Macdoc wrote:Most of us here are aware of the rebound from ice masses on continents.....causes some minor quakes in certain areas.
There are several articles out recently postulating additional impact of ice loss in various scenarios.
This thread presumes there is ice loss - that's known, measured and observed - some several hundred cu meters per year over most glaciers with a few gaining some weight.....
What I'd like to explore is what could be the extent of the impact on vulcanism, earth quake on the lithosphere as the planet warms.
Big energies are involved, changes in hydrology will affect fault lines, Mt Ranier for instance is a real threat if there is an outbreak of volcanism along that Pacific chain.....
There is a link in the limited circumstance of glacial retreat and rebound pf the underlying crust, what's the furthest extent??
We know the ocean expands - what does the lithosphere do??
One article here....
http://news.nationalgeographic.com/n...-quakes_2.htmlMore appreciated.
Like the ice extent thread I'd like this discussion limited specifically to the impact of large scale relatively fast loss of glacial mass on earthquakes and vulcanism and any other lithosphere impacts.
and from the mothership Nature...it is an emerging area of interest with too little known...
http://www.nature.com/news/2009/0909....2009.926.html
One thing it means is that we have to sink more money into researching the earth's crust and mantle. I saw an article go by just a few days ago that reported on a science project that will be drilling into the mantle sometime this summer, deeper than man has ever drilled before. They've found a spot where the crust is only five or six KM thick, and that's where they'll be drilling. The objective is to get their hands on some mantle to actually see what it's like, what it's viscosity actually is and so on.
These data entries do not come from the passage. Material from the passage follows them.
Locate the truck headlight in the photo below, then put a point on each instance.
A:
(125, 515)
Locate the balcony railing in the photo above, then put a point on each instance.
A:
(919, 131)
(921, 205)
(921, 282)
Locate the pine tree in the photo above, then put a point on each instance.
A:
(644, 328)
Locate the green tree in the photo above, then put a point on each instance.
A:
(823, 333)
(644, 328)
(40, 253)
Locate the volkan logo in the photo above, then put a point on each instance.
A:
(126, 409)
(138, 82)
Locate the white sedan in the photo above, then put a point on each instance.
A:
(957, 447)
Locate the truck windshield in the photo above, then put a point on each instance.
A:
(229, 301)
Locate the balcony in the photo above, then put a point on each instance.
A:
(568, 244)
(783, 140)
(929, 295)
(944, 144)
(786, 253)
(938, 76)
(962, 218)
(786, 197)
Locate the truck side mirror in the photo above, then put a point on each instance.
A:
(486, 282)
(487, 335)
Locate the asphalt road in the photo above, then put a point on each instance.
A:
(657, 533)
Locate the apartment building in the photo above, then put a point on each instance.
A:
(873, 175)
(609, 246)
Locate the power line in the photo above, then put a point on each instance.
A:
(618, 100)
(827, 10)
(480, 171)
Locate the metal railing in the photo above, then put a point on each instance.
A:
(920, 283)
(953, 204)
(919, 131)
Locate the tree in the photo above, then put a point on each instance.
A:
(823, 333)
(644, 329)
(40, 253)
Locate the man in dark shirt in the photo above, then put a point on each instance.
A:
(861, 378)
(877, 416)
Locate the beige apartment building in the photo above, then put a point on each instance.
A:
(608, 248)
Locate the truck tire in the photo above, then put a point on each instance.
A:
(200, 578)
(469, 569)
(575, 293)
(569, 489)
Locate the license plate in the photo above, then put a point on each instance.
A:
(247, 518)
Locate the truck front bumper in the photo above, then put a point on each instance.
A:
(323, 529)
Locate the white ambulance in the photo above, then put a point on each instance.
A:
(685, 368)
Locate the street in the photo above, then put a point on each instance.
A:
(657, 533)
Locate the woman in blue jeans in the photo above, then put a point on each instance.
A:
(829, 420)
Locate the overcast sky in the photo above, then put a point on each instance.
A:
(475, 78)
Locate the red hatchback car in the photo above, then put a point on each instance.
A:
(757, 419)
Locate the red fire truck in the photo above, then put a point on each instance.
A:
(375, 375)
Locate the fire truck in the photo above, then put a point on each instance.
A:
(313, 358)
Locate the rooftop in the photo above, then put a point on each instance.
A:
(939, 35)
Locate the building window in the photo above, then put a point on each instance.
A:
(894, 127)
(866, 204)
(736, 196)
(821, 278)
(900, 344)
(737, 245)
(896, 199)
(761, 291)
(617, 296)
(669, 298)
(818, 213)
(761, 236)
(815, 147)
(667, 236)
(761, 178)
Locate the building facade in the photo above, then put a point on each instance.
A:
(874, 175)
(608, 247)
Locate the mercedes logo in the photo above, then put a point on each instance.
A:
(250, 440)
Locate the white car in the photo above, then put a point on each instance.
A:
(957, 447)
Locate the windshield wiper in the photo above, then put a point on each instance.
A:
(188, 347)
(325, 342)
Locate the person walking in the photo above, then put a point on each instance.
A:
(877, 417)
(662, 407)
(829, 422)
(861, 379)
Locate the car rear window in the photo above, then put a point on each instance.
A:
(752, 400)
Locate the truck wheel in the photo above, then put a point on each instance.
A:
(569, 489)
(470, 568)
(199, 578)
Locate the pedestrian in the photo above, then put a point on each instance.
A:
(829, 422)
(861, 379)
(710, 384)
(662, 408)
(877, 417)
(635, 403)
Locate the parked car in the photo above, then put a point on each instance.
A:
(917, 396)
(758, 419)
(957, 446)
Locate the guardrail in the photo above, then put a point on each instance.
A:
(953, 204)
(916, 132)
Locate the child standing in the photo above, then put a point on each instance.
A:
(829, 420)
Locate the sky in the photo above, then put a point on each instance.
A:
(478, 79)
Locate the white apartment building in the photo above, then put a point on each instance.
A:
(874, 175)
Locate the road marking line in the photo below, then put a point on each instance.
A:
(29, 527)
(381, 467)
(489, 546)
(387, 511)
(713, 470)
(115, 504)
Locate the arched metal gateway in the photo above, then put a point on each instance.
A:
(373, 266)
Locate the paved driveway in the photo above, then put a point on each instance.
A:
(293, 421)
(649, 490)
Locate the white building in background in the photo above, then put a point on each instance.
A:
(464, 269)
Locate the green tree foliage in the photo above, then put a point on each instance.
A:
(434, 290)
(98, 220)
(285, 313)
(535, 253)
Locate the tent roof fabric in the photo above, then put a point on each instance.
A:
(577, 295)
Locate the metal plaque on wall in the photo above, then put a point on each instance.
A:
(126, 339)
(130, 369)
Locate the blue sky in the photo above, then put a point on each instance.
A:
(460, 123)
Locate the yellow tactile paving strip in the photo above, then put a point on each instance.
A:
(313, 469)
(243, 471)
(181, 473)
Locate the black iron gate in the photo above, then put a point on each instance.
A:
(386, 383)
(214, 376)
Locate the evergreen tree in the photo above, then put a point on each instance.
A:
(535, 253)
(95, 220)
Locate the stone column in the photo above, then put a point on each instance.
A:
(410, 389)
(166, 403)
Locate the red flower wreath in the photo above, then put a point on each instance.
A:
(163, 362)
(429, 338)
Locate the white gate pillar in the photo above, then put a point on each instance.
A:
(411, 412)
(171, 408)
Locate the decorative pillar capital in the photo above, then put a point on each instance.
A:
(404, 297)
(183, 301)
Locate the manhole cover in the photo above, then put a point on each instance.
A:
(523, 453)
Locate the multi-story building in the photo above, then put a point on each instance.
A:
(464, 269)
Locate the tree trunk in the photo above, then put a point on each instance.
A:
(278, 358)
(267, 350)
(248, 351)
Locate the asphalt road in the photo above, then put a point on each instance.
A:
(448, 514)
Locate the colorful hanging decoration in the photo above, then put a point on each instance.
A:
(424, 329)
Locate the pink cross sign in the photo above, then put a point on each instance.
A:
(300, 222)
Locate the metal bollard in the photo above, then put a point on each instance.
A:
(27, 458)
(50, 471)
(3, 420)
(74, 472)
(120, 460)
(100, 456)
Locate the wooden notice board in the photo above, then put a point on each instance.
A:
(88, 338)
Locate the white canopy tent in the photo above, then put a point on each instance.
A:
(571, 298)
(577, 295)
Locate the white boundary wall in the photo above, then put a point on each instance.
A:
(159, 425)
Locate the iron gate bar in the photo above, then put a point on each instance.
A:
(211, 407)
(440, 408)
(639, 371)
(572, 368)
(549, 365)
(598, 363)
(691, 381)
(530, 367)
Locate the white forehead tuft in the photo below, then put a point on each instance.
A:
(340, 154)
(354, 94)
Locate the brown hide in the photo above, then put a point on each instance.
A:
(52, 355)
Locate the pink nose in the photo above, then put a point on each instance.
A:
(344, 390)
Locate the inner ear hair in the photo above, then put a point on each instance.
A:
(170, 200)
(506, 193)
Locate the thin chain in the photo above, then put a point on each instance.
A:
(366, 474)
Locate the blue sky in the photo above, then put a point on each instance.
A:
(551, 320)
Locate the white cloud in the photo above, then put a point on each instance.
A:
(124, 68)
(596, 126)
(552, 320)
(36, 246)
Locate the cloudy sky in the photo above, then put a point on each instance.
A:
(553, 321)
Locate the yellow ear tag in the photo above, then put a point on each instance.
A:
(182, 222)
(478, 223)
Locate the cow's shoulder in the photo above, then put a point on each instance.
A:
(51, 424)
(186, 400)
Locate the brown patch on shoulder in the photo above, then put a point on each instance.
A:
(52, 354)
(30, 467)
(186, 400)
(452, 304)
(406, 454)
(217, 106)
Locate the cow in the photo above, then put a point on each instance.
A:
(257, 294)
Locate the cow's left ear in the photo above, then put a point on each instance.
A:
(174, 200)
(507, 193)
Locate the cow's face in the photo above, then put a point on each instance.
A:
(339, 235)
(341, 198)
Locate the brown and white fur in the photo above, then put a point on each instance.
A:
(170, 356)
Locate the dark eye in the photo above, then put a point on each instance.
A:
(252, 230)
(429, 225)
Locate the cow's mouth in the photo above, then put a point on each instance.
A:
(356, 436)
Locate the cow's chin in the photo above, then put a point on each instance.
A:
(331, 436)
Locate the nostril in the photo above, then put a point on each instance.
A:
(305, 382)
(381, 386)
Right now it's all theory.
There is no doubt about the idea that bedrock rebounds when a great weight has been or is lifted from it. The great Canadian Shield is rebounding as we speak, and the North American ice sheet's been gone for 10,000 years, i.e., the geology of rebounding involves an exceedingly slow process, as is the case with almost all geologic processes. Yet some things can happen very quickly, like an earthquake. Volcanoes can erupt on short notice too. But plate movement is slower than mollases.
Geologist's are concerned about the Cascadia fault, which runs in a generally north-south direction off the coasts of Oregon and Washington. Big quakes have occurred along this fault in the past, the last big one was in the 1800's some time. And by "big" I mean 8.8 or bigger. A big quake today on that fault would throw up a horrendous tsunami that would wreak havoc on lower lying lands along that coast, much the way the Japanese tsunami hit the east coast of northern Honshu. A big quake on the Cascadia fault is almost inevitable. The question is of course, when? And the answer is, nobody knows, it could be tomorrow it might not be for a thousand years. But geologists think the pressue on is has built to a point where a quake is due.
As far as volcanoes go I'd not think that rebounding would induce any new action in volcano formation. The earth's mantle is already fractured into a series of some 50 plates and for the most part, volcanoes occur along their boundaries. Hawaiian volcanoes are an exception in that they sit over and slide past a hole in the mantle, which builds islands over long periods of eruption, spewing lava everywhere.
The islands do eventually slide past the hole and their volcanos go dormant, cutoff from their supply of molten rock. All but the Big Island in Hawaii have done this, and there are no active volcanoes in Hawaii except on the Big Island, Mauna Loa and Kiluea beinbg the most notable. There is a new volcano off the Southern end of the Big Island 60 or 80 miles that's a-building. It's still 6,500 feet from the surface of the ocean and geologists say it wont break the surface for five-thousand years, more or less. But it is there and it is inexorably on its way to becoming an island.
But since plate archicture is established and nobody sees the possibility of bigger plates breaking into smaller ones, the faults along which most volcanoes occur won't change. Whether rebounding will cause new volcanoes to erupt along any of those faults is the question. And right now we don't know.
The Cascades already contain active volcanoes, Mt. St, Helens in Washington State and Lassen Peak in Northern California.
Jim Hanson is pretty convinced that we have now exceeded the temperature at which what he calls "deglaciaion" will occur, by which he means that after commencing some twenty years ago, the earth's ice will melt until its gone, an irreversibe process. Won't happen overnight to be sure but it could occur within as short a time as 1000 years. He's gone back and looked at a half a dozen ice ages and plotted the earth's historical mean annual temperature with the expansion and contraction of ice sheets. He's seen that at the point ice begins to melt (instead of continuing to build), earth's temperature is at a high, which corresponds to where it stands today. The logical conclusion from this is that the cryosphere is going to melt until it's essentially gone. We have exceeded the temp at which ice can accumulate on the planet.
We're definitley in for some more rebounding. It'll be big in Greenland and perhaps Antactica.